Considering the aforementioned resources, we do not see any demonstrator typology or requirements elaboration method that is tailored towards multi-stakeholder research projects. In a multi-stakeholder and multi-WP project, use-cases and WP relationships have to be taken into account. As such, our method is designed with and driven by engineering awareness.
7. Conclusions
Ambiguities surrounding the topic of “demonstrators” is a real cause for inefficiency in collaborative research projects. We offer a practical typology that helps align stakeholder expectations and is better suited to research projects, as opposed to the TRL scale. The absence of a reference scale suitable for research projects is noted to be a key obstacle for planning and alignment between stakeholders. The case of PrimaVera is a clear example.

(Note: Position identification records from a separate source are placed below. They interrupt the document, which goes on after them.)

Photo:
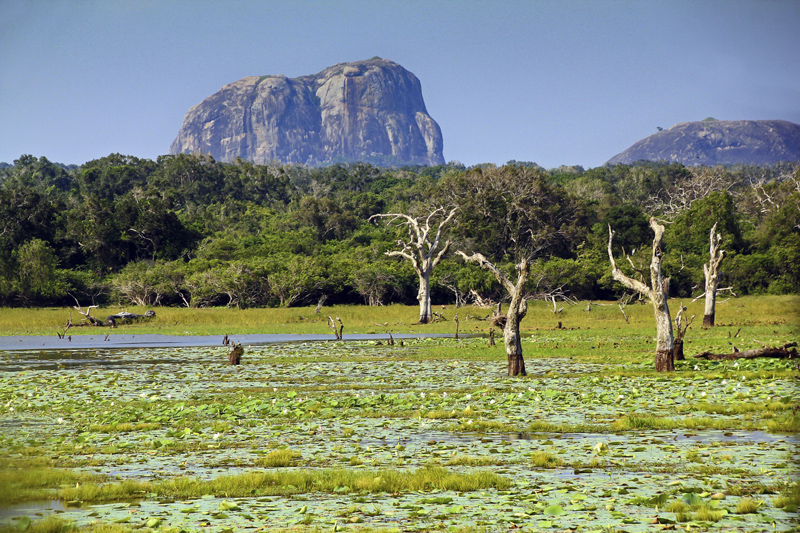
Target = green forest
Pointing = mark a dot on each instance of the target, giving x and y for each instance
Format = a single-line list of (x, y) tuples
[(187, 230)]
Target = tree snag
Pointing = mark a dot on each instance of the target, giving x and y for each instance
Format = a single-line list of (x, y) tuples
[(420, 250), (517, 309), (235, 355), (787, 351), (657, 294), (711, 273), (681, 325), (332, 325)]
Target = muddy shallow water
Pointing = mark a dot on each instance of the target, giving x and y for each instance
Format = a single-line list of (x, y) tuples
[(151, 407)]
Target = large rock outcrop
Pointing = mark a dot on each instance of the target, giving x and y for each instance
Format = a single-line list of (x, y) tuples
[(719, 142), (362, 111)]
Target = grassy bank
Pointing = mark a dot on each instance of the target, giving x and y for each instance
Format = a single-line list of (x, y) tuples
[(752, 311)]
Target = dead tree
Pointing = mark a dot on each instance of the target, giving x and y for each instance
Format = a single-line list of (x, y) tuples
[(711, 274), (657, 294), (421, 250), (517, 308), (681, 325), (235, 355), (787, 351), (318, 309), (332, 325)]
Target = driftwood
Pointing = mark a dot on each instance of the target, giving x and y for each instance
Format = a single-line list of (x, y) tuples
[(111, 320), (235, 356), (787, 351)]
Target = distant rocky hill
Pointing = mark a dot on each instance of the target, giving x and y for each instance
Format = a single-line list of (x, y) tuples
[(362, 111), (719, 142)]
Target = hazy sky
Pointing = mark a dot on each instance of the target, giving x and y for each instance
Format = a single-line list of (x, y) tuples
[(555, 82)]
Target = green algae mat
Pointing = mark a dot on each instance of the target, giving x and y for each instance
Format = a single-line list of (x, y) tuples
[(364, 436)]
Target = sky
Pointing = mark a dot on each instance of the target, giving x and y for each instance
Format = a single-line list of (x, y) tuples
[(556, 82)]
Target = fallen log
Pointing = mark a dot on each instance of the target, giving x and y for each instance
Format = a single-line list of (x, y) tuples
[(787, 351)]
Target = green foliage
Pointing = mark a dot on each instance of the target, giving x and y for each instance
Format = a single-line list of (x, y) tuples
[(189, 230)]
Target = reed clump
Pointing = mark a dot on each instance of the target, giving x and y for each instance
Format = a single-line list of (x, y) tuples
[(292, 482)]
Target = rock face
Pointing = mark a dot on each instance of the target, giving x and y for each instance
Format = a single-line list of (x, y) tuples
[(362, 111), (719, 142)]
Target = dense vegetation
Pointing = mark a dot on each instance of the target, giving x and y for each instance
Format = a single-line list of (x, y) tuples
[(187, 230)]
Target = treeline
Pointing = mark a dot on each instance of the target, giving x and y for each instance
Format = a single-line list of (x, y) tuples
[(188, 230)]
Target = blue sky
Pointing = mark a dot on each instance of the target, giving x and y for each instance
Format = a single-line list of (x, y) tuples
[(556, 82)]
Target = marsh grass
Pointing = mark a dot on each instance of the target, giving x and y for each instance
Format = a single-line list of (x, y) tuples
[(761, 312), (748, 506), (785, 423), (290, 482), (124, 427), (19, 484), (730, 409), (546, 460), (636, 422), (471, 460), (53, 524)]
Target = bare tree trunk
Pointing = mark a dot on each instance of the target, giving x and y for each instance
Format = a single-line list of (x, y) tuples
[(657, 294), (664, 337), (681, 325), (424, 297), (512, 340), (711, 272), (517, 309), (787, 351), (421, 251)]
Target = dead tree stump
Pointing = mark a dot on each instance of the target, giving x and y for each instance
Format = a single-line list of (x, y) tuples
[(235, 356)]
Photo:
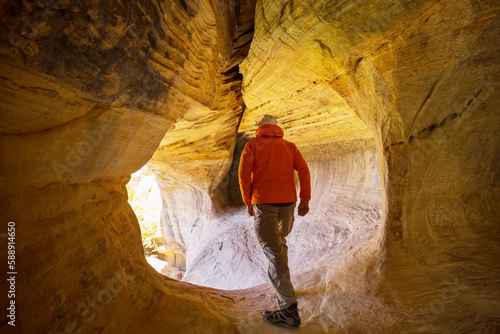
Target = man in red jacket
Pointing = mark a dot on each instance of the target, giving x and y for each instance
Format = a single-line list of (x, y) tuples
[(267, 184)]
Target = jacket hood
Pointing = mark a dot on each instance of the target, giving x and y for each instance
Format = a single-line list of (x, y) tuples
[(270, 130)]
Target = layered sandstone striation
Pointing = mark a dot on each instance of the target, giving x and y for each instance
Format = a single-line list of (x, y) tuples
[(394, 106)]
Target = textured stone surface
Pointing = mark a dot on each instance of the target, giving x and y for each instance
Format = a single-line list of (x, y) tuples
[(394, 105)]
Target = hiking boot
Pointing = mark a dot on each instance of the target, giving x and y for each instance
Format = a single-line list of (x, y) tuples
[(287, 317)]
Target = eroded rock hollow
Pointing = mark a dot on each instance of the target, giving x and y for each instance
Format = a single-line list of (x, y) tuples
[(393, 104)]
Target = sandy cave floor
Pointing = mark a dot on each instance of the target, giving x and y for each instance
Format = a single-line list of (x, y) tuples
[(324, 306)]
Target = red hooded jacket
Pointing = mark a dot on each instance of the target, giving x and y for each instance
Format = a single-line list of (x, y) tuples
[(266, 170)]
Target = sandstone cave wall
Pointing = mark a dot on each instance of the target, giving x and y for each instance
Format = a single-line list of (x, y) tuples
[(423, 77), (88, 91)]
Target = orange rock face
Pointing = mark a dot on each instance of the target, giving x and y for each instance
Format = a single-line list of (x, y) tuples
[(394, 106)]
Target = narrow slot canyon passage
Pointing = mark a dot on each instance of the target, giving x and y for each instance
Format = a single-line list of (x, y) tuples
[(394, 106)]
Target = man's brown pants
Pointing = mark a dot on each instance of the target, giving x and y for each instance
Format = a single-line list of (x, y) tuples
[(272, 224)]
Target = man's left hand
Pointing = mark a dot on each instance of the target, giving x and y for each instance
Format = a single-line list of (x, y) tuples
[(303, 209)]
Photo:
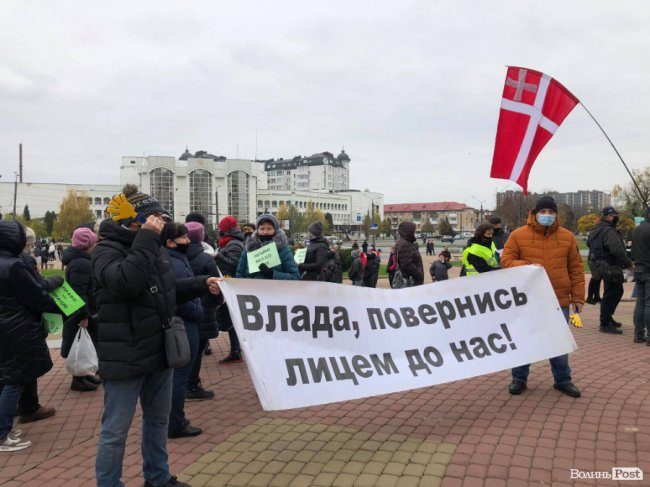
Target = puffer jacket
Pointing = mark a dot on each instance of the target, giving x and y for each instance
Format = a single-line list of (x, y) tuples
[(126, 267), (24, 355), (409, 259), (78, 273), (203, 264), (287, 270), (227, 258), (556, 249), (316, 258)]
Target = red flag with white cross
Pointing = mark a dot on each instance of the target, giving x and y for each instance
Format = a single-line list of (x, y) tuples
[(532, 108)]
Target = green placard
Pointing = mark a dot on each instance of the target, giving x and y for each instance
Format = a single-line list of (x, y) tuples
[(66, 299), (300, 255), (54, 322), (266, 255)]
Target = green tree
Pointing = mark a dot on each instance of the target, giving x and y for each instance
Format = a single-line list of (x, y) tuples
[(633, 204), (49, 219), (74, 210)]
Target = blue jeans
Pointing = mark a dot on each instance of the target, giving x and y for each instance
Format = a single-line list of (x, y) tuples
[(177, 419), (9, 397), (120, 398), (559, 365), (642, 306)]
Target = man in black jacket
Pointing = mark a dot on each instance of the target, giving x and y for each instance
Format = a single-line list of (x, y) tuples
[(129, 268), (641, 258), (607, 254)]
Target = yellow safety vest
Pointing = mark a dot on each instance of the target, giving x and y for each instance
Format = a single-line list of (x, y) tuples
[(491, 256)]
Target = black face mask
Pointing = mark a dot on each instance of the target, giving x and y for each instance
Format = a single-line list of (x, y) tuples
[(182, 248)]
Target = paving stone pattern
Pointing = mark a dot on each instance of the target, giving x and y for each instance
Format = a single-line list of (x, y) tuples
[(469, 432)]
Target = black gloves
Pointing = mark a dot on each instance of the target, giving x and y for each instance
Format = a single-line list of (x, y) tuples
[(266, 272), (52, 283)]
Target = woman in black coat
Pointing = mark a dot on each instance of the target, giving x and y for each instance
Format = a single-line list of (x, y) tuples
[(202, 264), (317, 254), (24, 355), (78, 273)]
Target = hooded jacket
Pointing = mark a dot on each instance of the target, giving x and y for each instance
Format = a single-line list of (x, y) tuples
[(409, 259), (78, 273), (606, 245), (132, 275), (203, 264), (315, 259), (24, 355), (556, 249), (287, 270), (227, 258)]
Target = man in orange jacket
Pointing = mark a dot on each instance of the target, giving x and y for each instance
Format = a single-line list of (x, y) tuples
[(543, 242)]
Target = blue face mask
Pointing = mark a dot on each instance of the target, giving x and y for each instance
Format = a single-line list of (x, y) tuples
[(545, 220)]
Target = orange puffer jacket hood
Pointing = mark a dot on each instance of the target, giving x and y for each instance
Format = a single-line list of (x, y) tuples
[(556, 249)]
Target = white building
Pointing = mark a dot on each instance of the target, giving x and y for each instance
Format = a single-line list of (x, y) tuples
[(320, 171)]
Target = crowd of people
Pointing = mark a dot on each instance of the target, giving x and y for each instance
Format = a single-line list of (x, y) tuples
[(136, 275)]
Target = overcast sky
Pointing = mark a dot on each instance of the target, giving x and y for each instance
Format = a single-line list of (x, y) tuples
[(411, 89)]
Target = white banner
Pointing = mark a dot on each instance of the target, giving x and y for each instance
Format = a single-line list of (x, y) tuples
[(308, 343)]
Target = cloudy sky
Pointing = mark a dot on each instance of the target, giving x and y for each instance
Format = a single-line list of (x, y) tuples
[(411, 89)]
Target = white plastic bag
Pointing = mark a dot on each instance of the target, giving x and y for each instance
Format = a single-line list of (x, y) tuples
[(82, 359)]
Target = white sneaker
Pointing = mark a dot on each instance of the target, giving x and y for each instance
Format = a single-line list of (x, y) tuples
[(14, 444)]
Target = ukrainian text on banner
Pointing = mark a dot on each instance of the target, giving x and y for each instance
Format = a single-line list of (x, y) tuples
[(309, 343)]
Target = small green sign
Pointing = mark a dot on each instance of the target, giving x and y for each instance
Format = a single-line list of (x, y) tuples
[(54, 322), (66, 299), (266, 255), (300, 255)]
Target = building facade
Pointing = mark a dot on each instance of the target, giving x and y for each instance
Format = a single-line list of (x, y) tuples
[(461, 217)]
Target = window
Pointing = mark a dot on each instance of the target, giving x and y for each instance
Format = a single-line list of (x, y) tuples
[(238, 187), (162, 188), (201, 191)]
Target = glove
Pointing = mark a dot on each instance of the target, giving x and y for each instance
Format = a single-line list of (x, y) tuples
[(52, 283), (266, 272), (120, 209)]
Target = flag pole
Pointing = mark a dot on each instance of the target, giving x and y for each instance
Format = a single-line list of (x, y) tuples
[(617, 153)]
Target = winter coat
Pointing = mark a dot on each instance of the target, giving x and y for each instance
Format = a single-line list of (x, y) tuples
[(409, 259), (126, 267), (371, 272), (24, 355), (203, 264), (500, 237), (191, 310), (439, 270), (641, 246), (556, 249), (78, 273), (287, 270), (315, 259), (606, 245), (227, 258)]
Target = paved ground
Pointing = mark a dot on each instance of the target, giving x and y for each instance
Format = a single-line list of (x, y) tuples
[(464, 433)]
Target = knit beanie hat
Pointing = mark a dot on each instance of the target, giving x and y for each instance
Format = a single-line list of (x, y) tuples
[(144, 204), (268, 218), (227, 223), (546, 203), (195, 231), (316, 228), (83, 238)]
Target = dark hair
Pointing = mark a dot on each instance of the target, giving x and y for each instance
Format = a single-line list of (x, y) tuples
[(482, 228), (171, 231), (195, 216)]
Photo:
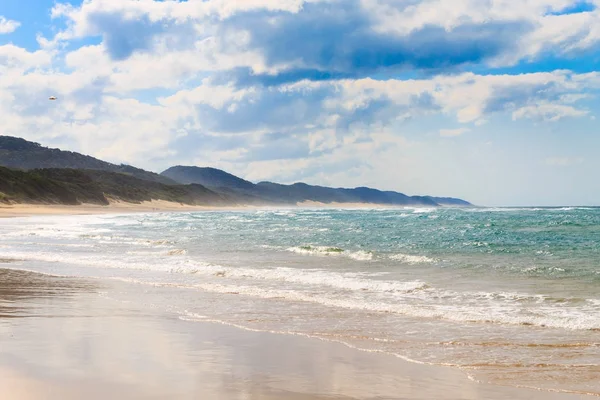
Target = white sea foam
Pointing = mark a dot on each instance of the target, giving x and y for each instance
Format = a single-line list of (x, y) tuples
[(360, 255), (412, 259)]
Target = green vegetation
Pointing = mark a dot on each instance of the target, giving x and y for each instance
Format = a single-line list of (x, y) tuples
[(73, 187)]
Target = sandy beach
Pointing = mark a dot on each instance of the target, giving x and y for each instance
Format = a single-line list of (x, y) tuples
[(24, 210), (66, 338)]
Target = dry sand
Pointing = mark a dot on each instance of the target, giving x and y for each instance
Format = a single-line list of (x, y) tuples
[(65, 338), (23, 210)]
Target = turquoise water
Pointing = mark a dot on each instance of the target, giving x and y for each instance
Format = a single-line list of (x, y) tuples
[(510, 296)]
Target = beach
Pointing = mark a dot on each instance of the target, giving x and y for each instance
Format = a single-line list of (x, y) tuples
[(25, 210), (66, 338), (299, 304)]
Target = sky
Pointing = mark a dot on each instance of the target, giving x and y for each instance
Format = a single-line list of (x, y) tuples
[(492, 101)]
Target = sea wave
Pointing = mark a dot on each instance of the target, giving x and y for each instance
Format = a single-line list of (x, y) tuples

Additionally, we presented a framework designed to tackle this challenge in a systematic fashion. Our framework relies solely on information and documentation available at the time of proposal composition. As such, misalignments and missing detail crucial to the formulation of demonstrators could be revealed early on. In fact, the primary value of the framework lies in supporting demonstrator definition at the project-level, i.e., the first layer of requirements, where adjustments can be applied almost effortlessly.
We have shown in
Section 5.1 how this framework can be applied to the project ZORRO (a project in its early stages). We have also shown in
Section 5.2 the issues revealed by our framework in the project PrimaVera (a project now nearly complete). Had the framework been applied to PrimaVera during proposal composition, practical challenges encountered in the project’s demonstrators could have been prevented.
Two extensions can be considered to this paper as potential immediate future work. First, full or partial automation of the proposed framework through a dedicated tool, supported by well-defined artefact formats and input templates. Such a tool would enable systematic execution of the framework. WP dependencies and related interactions can be formally represented as Directed Acyclic Graphs (DAGs), allowing algorithmic traversal, constraint propagation, and automated detection of bottlenecks. Second, an extensive look into artefact quality, i.e., code and data quality, is in demand, as the notion of quality is context-dependent and can be interpreted in numerous ways. While we have limited the usage of our method to software-intensive systems, applying it to more diverse use-cases could prove successful.
Finally, we see potential in extending our framework beyond proposal composition, supporting continuous tracking and monitoring of WP progress and demonstrator feasibility during the project lifecycle. By detecting realised risks early on, planning could be adjusted.